Almost half of all Canadians will be diagnosed with cancer at some point in their life, and almost if not all Canadian know someone who has or had cancer. There are over 100 different types of cancer and no definite cure. This is why I relay.

I know several people who have survived cancer. But I also know just as many that have died. To make it even worse, there will be others I love that will get diagnosed in the future. This is why I relay.

Accept the baton. That was the challenge posed to everyone at Toronto’s Relay for Life event which took place at Fort York on Saturday. I was a crew member and volunteered for most of the day, which was such a rewarding experience.
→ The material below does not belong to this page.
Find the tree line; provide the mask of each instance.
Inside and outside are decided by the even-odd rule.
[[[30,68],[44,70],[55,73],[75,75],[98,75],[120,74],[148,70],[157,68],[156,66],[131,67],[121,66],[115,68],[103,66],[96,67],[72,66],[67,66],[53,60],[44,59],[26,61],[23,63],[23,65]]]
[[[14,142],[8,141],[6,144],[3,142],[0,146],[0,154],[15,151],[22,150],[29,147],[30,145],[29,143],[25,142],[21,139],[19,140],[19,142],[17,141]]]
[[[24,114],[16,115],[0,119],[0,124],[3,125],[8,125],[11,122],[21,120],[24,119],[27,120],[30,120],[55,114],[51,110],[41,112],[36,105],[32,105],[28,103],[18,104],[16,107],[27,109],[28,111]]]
Starting at 4:00 I stood on the corner outside Fort York directing people to the event and answering questions of pedestrians. At 6:00 I returned for opening ceremonies and walked the first lap with everyone else. After that I settled into my position in the activity tent, helping run fun and active events such as Zumba, yoga, and belly-dancing. I also worked in the relayer’s holding area, handing out freebies.

For those that don’t know how relay works: Every hour or so there is a theme lap, such as Mardi Gras, Beach Party, Cowboys, Hawaiian, and others. During each lap the relayers get little freebies such as beads (Mardi Gras) and beach balls (beach party). Everyone loved playing with them, and it made the repetitive circuit a lot more fun. Everyone was so friendly and there was a lot of dancing!

I also saw a few of my pageant sisters at the event, because there was a Miss Teenage Canada team! I’m so proud of Neha (Miss Teenage GTA), Sam (Miss Teenage York Region) and Shayna (Miss Teenage Durham Region) for coming out and participating! I loved getting to see them and spend time with them lapping. The biggest thank you goes to Shay for supporting me during the luminary walk. Love you girl <3

Speaking of that, the luminary walk. A luminary bag is decorated in honour of someone and a candle is placed inside. They light the track. The luminary ceremony is the most emotional part of the night as everyone stops walking to take a moment of silence for those we have lost. Next, everyone takes a silent lap around the track with their teams, often holding hands and supporting each other. Almost everyone participating has lost someone to cancer, and it is in this moment that we sit and reflect.

Overall, this event was absolutely amazing. I’m so glad I got to volunteer, and I can’t wait to go again.

Xoxo, Cristina


I walked in honour of my Aunt Luci and Uncle Ghita. Who will you walk for?